Во время этого разговора ювелир разложил на столе многочисленные изумительные ожерелья из рубинов и бриллиантов.
– Какой блеск!.. И какая великолепная огранка камней! – восхитился лорд Дуглас.
– Увы, – ответил ювелир, – такие вещи я заказывал одному из лучших огранщиков Парижа, но бедняга, по-видимому, сошел с ума, и я больше никогда не найду подобного мастера. Моя посредница по драгоценным камням сказала, что, наверное, нищета довела этого несчастного до безумия.
– Нищета… И вы доверяете бриллианты подобным беднякам?
– Разумеется, – ответил ювелир. – Не было еще случая, чтобы огранщик что-либо утаил, как бы ни был он беден.
– Сколько стоит это ожерелье? – спросил д’Арвиль.
– Господин маркиз должен обратить внимание, что все камни в нем самой чистой воды и великолепной огранки и почти все одинаковой величины.
– Такое осторожное вступление весьма угрожает вашему кошельку! – заметил де Сен-Реми и рассмеялся. – Так что сейчас он вам назовет чудовищную цену!
– Послушайте, Бодуэн, назовите по совести цену, и покончим с этим, – сказал д’Арвиль.
– Я не хочу, чтобы господин маркиз торговался… Окончательная цена – сорок две тысячи франков.
– Господи! – воскликнул де Люсене. – Склонимся в молчании перед нашим другом д’Арвилем. Всем мужьям есть чему у него поучиться. Устроить своей жене сюрприз на сорок две тысячи франков!.. Черт побери! Однако никому ни слова, иначе мы все испортим.
– Смейтесь сколько хотите, господа, – весело ответил маркиз. – Я влюблен в мою жену и не скрываю этого. Более того, я этим горжусь!
– Оно и видно! – подхватил де Сен-Реми. – Такой подарок красноречивее всех уверений в любви.
– Хорошо, я беру это ожерелье, – сказал д’Арвиль. – Правда, если Сен-Реми одобрит оправу из черной эмали. Как она, на ваш вкус?
– Она еще лучше выделяет блеск алмазов, и рисунок чудесный!
– Итак, решено, я его беру, – сказал маркиз. – Бодуэн, вы можете произвести расчет с Дубле, моим управляющим.

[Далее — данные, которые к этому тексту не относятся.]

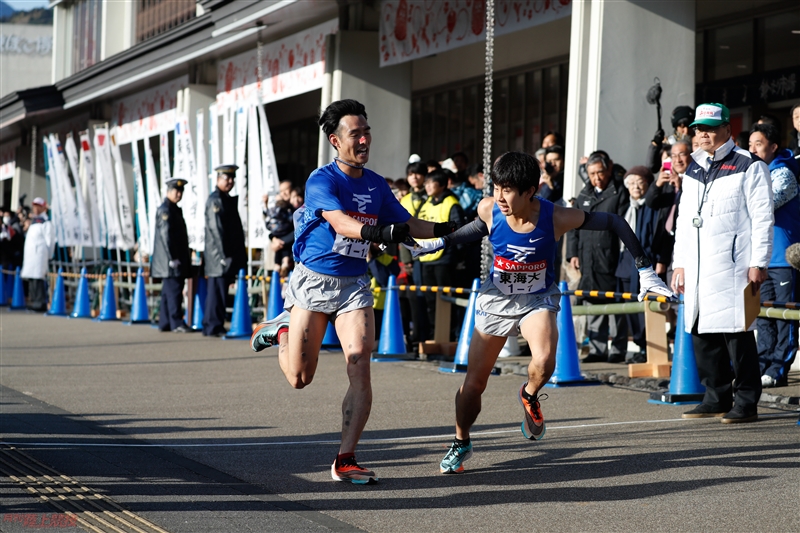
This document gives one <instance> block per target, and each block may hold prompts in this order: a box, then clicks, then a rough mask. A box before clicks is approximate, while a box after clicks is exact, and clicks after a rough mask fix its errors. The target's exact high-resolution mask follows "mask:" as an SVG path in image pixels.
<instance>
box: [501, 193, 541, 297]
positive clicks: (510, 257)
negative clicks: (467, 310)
mask: <svg viewBox="0 0 800 533" xmlns="http://www.w3.org/2000/svg"><path fill="white" fill-rule="evenodd" d="M539 205H540V211H539V220H538V222H537V223H536V227H535V228H534V229H533V231H531V232H530V233H517V232H515V231H514V230H512V229H511V228H510V227H509V226H508V222H507V221H506V216H505V215H504V214H503V213H502V212H501V211H500V208H499V207H497V204H495V205H494V208H493V209H492V229H491V231H490V233H489V242H491V243H492V250H493V253H494V263H493V264H492V270H491V272H490V275H491V278H492V283H494V286H495V287H497V288H498V289H499V290H500V292H502V293H503V294H507V295H513V294H535V293H538V292H544V291H546V290H547V288H548V287H550V285H552V284H553V280H554V279H555V266H554V263H555V259H556V239H555V233H554V231H553V204H552V203H550V202H548V201H547V200H542V199H541V198H540V199H539Z"/></svg>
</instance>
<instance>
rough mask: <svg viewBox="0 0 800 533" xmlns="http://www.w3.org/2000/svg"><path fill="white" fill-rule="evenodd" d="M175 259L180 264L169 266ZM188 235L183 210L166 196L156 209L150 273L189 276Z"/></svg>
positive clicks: (155, 276) (158, 277)
mask: <svg viewBox="0 0 800 533" xmlns="http://www.w3.org/2000/svg"><path fill="white" fill-rule="evenodd" d="M173 260H177V261H180V265H178V267H177V268H171V267H170V266H169V262H170V261H173ZM189 266H190V252H189V237H188V235H187V233H186V221H184V219H183V211H182V210H181V208H180V207H178V205H177V204H173V203H172V202H170V201H169V199H168V198H165V199H164V203H163V204H161V205H160V206H159V208H158V211H156V231H155V241H154V242H153V257H152V260H151V263H150V275H151V276H153V277H154V278H181V279H185V278H187V277H188V276H189Z"/></svg>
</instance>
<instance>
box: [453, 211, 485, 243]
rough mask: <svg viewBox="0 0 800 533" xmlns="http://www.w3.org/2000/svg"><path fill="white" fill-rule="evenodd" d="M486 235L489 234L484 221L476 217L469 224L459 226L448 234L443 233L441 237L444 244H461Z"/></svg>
mask: <svg viewBox="0 0 800 533" xmlns="http://www.w3.org/2000/svg"><path fill="white" fill-rule="evenodd" d="M486 235H489V228H488V227H487V226H486V222H484V221H483V220H481V219H480V217H478V218H476V219H475V220H473V221H472V222H470V223H469V224H466V225H464V226H461V227H460V228H458V229H457V230H456V231H454V232H453V233H451V234H450V235H445V236H444V237H442V238H443V239H444V243H445V245H447V244H463V243H465V242H472V241H477V240H478V239H480V238H482V237H485V236H486Z"/></svg>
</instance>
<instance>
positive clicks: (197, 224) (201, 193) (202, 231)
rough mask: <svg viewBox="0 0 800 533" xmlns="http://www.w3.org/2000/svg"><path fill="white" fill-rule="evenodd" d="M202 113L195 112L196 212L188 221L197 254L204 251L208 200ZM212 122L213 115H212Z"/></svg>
mask: <svg viewBox="0 0 800 533" xmlns="http://www.w3.org/2000/svg"><path fill="white" fill-rule="evenodd" d="M203 118H204V113H203V110H202V109H198V110H197V166H196V167H195V169H196V175H197V187H196V189H195V193H196V195H197V212H196V213H195V218H194V220H190V221H189V224H192V225H193V226H194V228H195V232H196V234H197V238H196V239H195V243H194V244H195V247H194V249H195V250H197V251H198V252H204V251H205V249H206V210H205V205H206V200H208V162H207V160H206V149H205V138H206V137H205V135H204V133H203V132H204V131H205V121H204V120H203ZM212 122H213V115H212Z"/></svg>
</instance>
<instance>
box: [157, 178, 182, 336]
mask: <svg viewBox="0 0 800 533" xmlns="http://www.w3.org/2000/svg"><path fill="white" fill-rule="evenodd" d="M185 185H186V180H182V179H178V178H175V179H171V180H168V181H167V197H166V198H164V203H163V204H161V206H160V207H159V208H158V211H156V232H155V242H154V243H153V259H152V263H151V265H150V274H151V275H152V276H153V277H154V278H161V312H160V313H159V315H160V316H159V319H158V329H159V330H161V331H173V332H175V333H187V332H190V331H192V329H191V328H189V327H188V326H187V325H186V323H185V322H184V321H183V282H184V280H185V279H186V278H187V277H188V275H189V266H190V263H189V237H188V235H187V233H186V222H185V221H184V220H183V211H182V210H181V208H180V207H178V202H180V201H181V198H182V197H183V187H184V186H185Z"/></svg>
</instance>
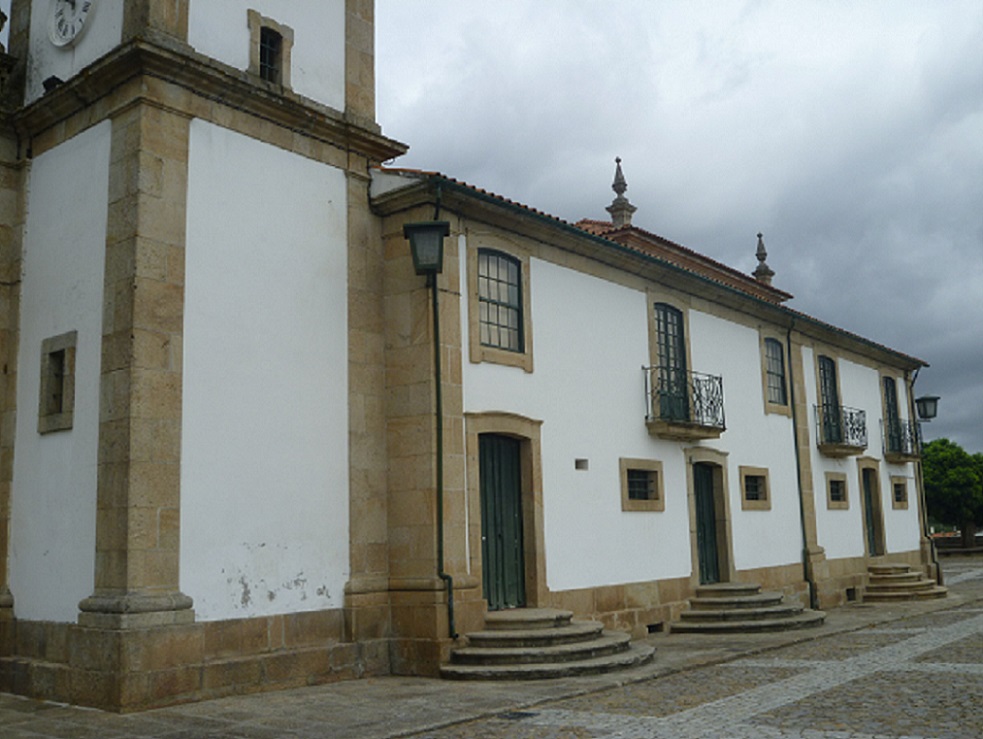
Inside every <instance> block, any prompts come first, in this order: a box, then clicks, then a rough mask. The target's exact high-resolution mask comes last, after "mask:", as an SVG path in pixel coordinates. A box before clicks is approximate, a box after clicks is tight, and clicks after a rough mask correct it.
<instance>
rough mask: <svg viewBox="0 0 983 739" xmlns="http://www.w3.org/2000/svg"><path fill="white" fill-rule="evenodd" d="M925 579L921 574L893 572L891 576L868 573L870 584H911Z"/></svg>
mask: <svg viewBox="0 0 983 739" xmlns="http://www.w3.org/2000/svg"><path fill="white" fill-rule="evenodd" d="M924 577H925V575H923V574H922V573H921V572H893V573H891V574H890V575H885V574H876V573H873V572H871V573H868V575H867V579H868V580H869V581H870V582H909V581H912V580H921V579H923V578H924Z"/></svg>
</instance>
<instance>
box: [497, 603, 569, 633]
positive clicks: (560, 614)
mask: <svg viewBox="0 0 983 739" xmlns="http://www.w3.org/2000/svg"><path fill="white" fill-rule="evenodd" d="M572 618H573V611H564V610H561V609H559V608H514V609H508V610H504V611H491V612H489V613H486V614H485V630H486V631H511V630H516V629H521V630H529V629H555V628H557V627H560V626H566V625H567V624H569V623H570V620H571V619H572Z"/></svg>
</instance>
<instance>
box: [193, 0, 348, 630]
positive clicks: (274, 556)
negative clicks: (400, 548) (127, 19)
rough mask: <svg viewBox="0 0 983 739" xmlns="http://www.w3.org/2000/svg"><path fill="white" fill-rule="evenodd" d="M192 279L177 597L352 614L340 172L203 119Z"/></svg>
mask: <svg viewBox="0 0 983 739" xmlns="http://www.w3.org/2000/svg"><path fill="white" fill-rule="evenodd" d="M198 4H200V3H198ZM186 272H187V277H186V281H187V288H186V304H185V344H184V372H185V374H184V401H183V413H184V416H183V427H182V444H181V589H182V591H183V592H185V593H187V594H188V595H190V596H192V597H193V598H194V600H195V609H196V611H197V614H198V616H199V618H201V619H203V620H215V619H222V618H233V617H247V616H257V615H266V614H272V613H284V612H294V611H302V610H314V609H320V608H335V607H340V606H341V605H342V600H343V588H344V584H345V582H346V580H347V579H348V573H349V560H348V552H349V548H348V530H349V527H348V366H347V345H348V328H347V291H346V285H347V227H346V180H345V176H344V173H343V172H341V171H340V170H337V169H333V168H330V167H327V166H324V165H321V164H319V163H316V162H314V161H312V160H309V159H305V158H302V157H300V156H297V155H295V154H292V153H288V152H284V151H282V150H279V149H276V148H274V147H272V146H269V145H266V144H263V143H259V142H256V141H254V140H252V139H248V138H246V137H244V136H241V135H239V134H236V133H233V132H230V131H228V130H225V129H222V128H218V127H216V126H213V125H211V124H208V123H205V122H202V121H199V120H194V121H192V124H191V142H190V164H189V184H188V235H187V262H186Z"/></svg>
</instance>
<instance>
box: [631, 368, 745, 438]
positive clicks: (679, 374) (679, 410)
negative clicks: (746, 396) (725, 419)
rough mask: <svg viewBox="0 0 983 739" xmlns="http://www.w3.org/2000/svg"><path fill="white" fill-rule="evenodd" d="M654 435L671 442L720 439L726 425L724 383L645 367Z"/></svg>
mask: <svg viewBox="0 0 983 739" xmlns="http://www.w3.org/2000/svg"><path fill="white" fill-rule="evenodd" d="M643 369H644V371H645V384H646V390H645V393H646V397H647V398H648V412H647V414H646V423H647V424H648V426H649V431H650V433H652V434H654V435H656V436H661V437H664V438H668V439H716V438H719V437H720V434H721V433H723V431H724V430H725V429H726V425H725V423H724V381H723V378H722V377H719V376H716V375H705V374H702V373H700V372H686V371H684V370H680V369H678V368H674V367H665V366H656V367H645V368H643Z"/></svg>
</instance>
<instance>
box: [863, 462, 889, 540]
mask: <svg viewBox="0 0 983 739" xmlns="http://www.w3.org/2000/svg"><path fill="white" fill-rule="evenodd" d="M876 480H877V478H876V476H875V474H874V471H873V470H871V469H865V470H864V471H863V483H864V529H865V530H866V533H867V551H868V552H870V554H871V556H875V555H878V554H883V553H884V552H882V551H881V550H880V545H879V544H878V541H877V540H878V537H877V520H876V515H877V514H876V511H875V509H874V495H876V494H877V483H876Z"/></svg>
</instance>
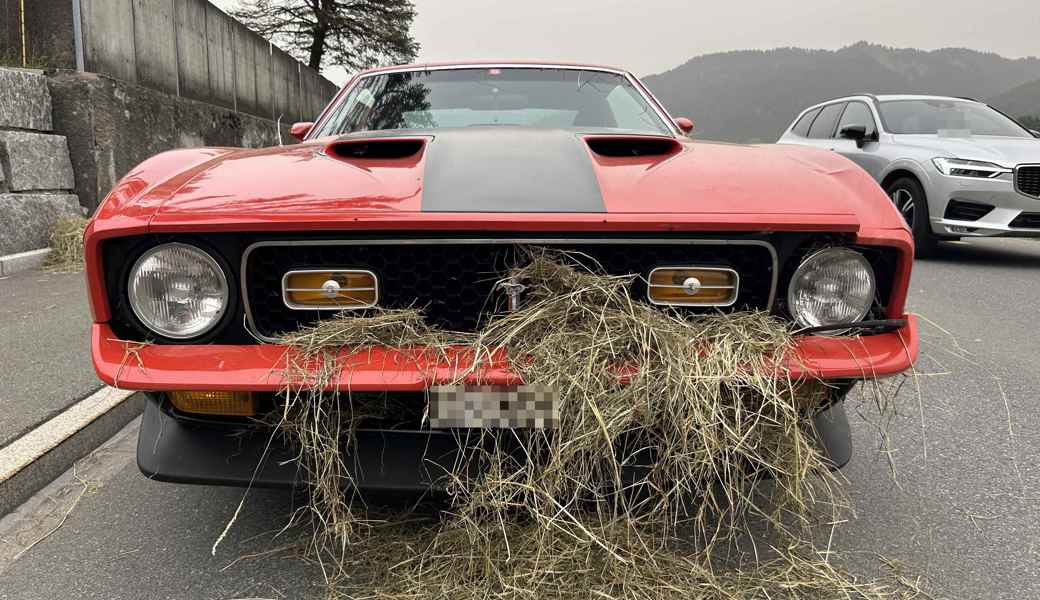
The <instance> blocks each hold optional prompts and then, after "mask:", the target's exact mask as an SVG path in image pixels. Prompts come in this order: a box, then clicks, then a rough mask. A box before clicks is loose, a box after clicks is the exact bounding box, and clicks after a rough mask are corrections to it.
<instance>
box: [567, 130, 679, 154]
mask: <svg viewBox="0 0 1040 600" xmlns="http://www.w3.org/2000/svg"><path fill="white" fill-rule="evenodd" d="M586 144H588V145H589V149H590V150H592V151H593V152H594V153H596V154H598V155H600V156H607V157H612V158H640V157H645V156H655V157H660V156H672V155H673V154H678V153H679V152H680V151H681V150H682V145H681V144H679V142H678V141H677V140H675V139H674V138H671V137H665V136H653V135H597V136H590V137H586Z"/></svg>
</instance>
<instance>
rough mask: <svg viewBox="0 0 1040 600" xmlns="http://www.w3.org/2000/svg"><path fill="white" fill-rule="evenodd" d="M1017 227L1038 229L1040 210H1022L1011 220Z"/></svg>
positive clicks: (1014, 227)
mask: <svg viewBox="0 0 1040 600" xmlns="http://www.w3.org/2000/svg"><path fill="white" fill-rule="evenodd" d="M1011 227H1013V228H1017V229H1040V212H1023V213H1021V214H1019V215H1018V216H1016V217H1015V218H1014V220H1012V221H1011Z"/></svg>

– Он уже предупредил меня об этом, господин маркиз, – сказал ювелир и вышел, собрав в свою кожаную сумку даже не считая – настолько велико было его доверие – различные драгоценности, которые де Сен-Реми долго перебирал и пристально рассматривал на протяжении всего этого разговора.
Д’Арвиль передал ожерелье Жозефу, который ожидал его приказа, и тихо сказал:
– Пускай мадемуазель Жюльетта осторожно положит это ожерелье вместе с другими драгоценностями своей госпожи, чтобы та ничего не заметила, иначе не получится настоящего сюрприза.
В этот момент дворецкий объявил, что завтрак подан; гости прошли в столовую и сели за стол.
– Вы знаете, дорогой д’Арвиль, – сказал де Люсене, – ваш дом, наверное, самый элегантный и удобный во всем Париже.
– Да, он очень удобен, но не слишком просторен… Я задумал пристроить к нему садовую галерею. Маркиза д’Арвиль намерена дать несколько больших балов, и наших салонов будет недостаточно. К тому же не люблю даже на время покидать покои, которые мы обычно занимаем, а гости нас обычно выживают.
– Я согласен с д’Арвилем, – поддержал его де Сен-Реми. – Нет ничего более мелкого и мещанского, чем эти вынужденные переселения ради балов или концертов… Чтобы устраивать эти прелестные празднества и не стеснять себя, надо иметь для них специальные помещения, и к тому же эти обширные сверкающие залы, предназначенные для блестящих балов, должны носить совсем иной характер, чем салоны; между ними должна быть такая же разница, как между монументальными фресками и обычными картинами.
– Он прав, – согласился д’Арвиль. – Какая жалость, господа, что у нашего Сен-Реми нет хотя бы полутора миллионов ренты! Какие чудеса он показал бы нам!